31 March, 2010

Tina's Dream

I used to have a code word. It was “dreams”. Every time I needed an emergency meeting with Tina I would let the receptionist know it was regarding my dreams. I was given priority because of this code word. Tina would shift appointments a little, cut them short by ten minutes, whatever it took to get me thirty minutes with her as soon as possible. It’s funny; I always called it Tina’s dream even though it was mine. I guess I thought that telling her about it would make it hers. I wish it was her dream. It scares me and I don’t want to face it. Tina’s dream is the only one that makes me sick. For my other nightmares I scream or strike out. I shake uncontrollably and I even cry, which is hard for me to do, but I am never sick. No post can ever help me with Tina’s dream. Tina’s dream is the end of the world.

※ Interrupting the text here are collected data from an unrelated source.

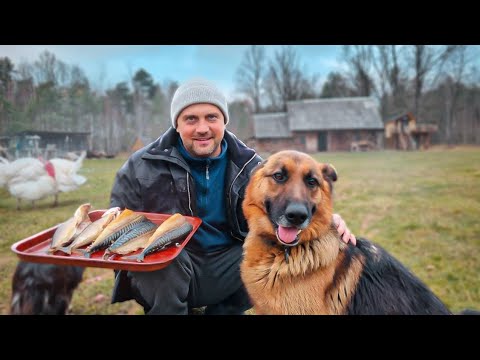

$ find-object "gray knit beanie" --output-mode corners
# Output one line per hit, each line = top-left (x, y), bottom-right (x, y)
(170, 78), (229, 128)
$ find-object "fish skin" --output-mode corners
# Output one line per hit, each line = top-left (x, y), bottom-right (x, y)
(145, 213), (187, 247)
(102, 207), (121, 218)
(50, 217), (78, 251)
(57, 211), (118, 254)
(89, 210), (144, 248)
(108, 220), (157, 252)
(49, 203), (91, 251)
(73, 203), (91, 220)
(83, 214), (147, 257)
(103, 222), (157, 259)
(74, 218), (92, 237)
(124, 222), (193, 262)
(107, 232), (152, 256)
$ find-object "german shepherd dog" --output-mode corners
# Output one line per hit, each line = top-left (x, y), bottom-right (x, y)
(240, 150), (451, 315)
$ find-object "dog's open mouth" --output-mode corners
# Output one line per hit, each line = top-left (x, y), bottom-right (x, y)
(276, 226), (302, 247)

I am walking through what I have always imagined as the Secret Garden. I am wearing my mother's dress and I can hear it against the grass that I feel beneath my feet, a gentle and soft 'swish, swish'. The ground is firm but springy and my ankles are relieved. I have tears running down my face; they are blue. I keep walking, past the roses, the tulips, the carnations. I bend to pick a lily. Of course I choose the flower of the dead. It is weightless and I feel it slip between my fingers until I grasp it tightly. I kiss the flower and keep moving. I walk past the flower swing and over to her. She is lying under the willow tree with the roses growing over it. The aging grey stone wall stands strong behind her. She is sleeping and a carnation is leaning towards her face.
I don’t stop myself. I kill her. I don’t know it is coming but I do at the same time. It’s really confusing. I lay the lily on her chest and kiss her closed eyes. I run the back of my hand across her face and say goodbye.
“Sleeping Beauty, forgive me. Goodbye Carolynne-Anne.”
Of course I cry. Who would kill their mother? Who would kill Beloved?